Handley Library was built as part of the last will and testament of Judge John Handley, though construction would not begin until 1908. Designed by John Barney and Henry Chapman at a final cost of $233,230, the library opened its doors in 1913. It was added to the National Register of Historic Places in 1969 and is considered a contributing property of the Winchester Historical District. Due to the Beaux-Arts design of the building, it contrasts heavily against the 19th century style of the other buildings in the district.
Backstory and Context
At the time of its construction, the library's fireproofing and facilities were considered very advanced for the time. It is also unique in that the building was designed to look like an open book from the air, with the dome serving as the spine of the book. The first floor of the building contains the entrance hall, offices, and reading rooms. Beyond the entrance hall, the stacks are made up of five floors, with glass ceilings to allow light to filter down to each floor.

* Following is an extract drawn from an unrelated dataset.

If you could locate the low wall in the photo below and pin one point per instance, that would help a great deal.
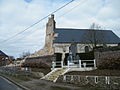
(45, 59)
(105, 82)
(14, 71)
(104, 53)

Situated at the intersection of North Braddock Street and West Picadilly Street, the Handley Regional Library dominates the heavily traveled intersection with both its size and unique style as compared to the neighboring structures. The building is still owned and maintained by the Handley Board of Trustees and was added to the National Register of Historic Places in 1969. A full restoration was performed in 1999 as part of a preservation effort, which earned the architect, Dennis Kowel, the Lucille Lozier Award, presented by Preservation of Winchester, Inc.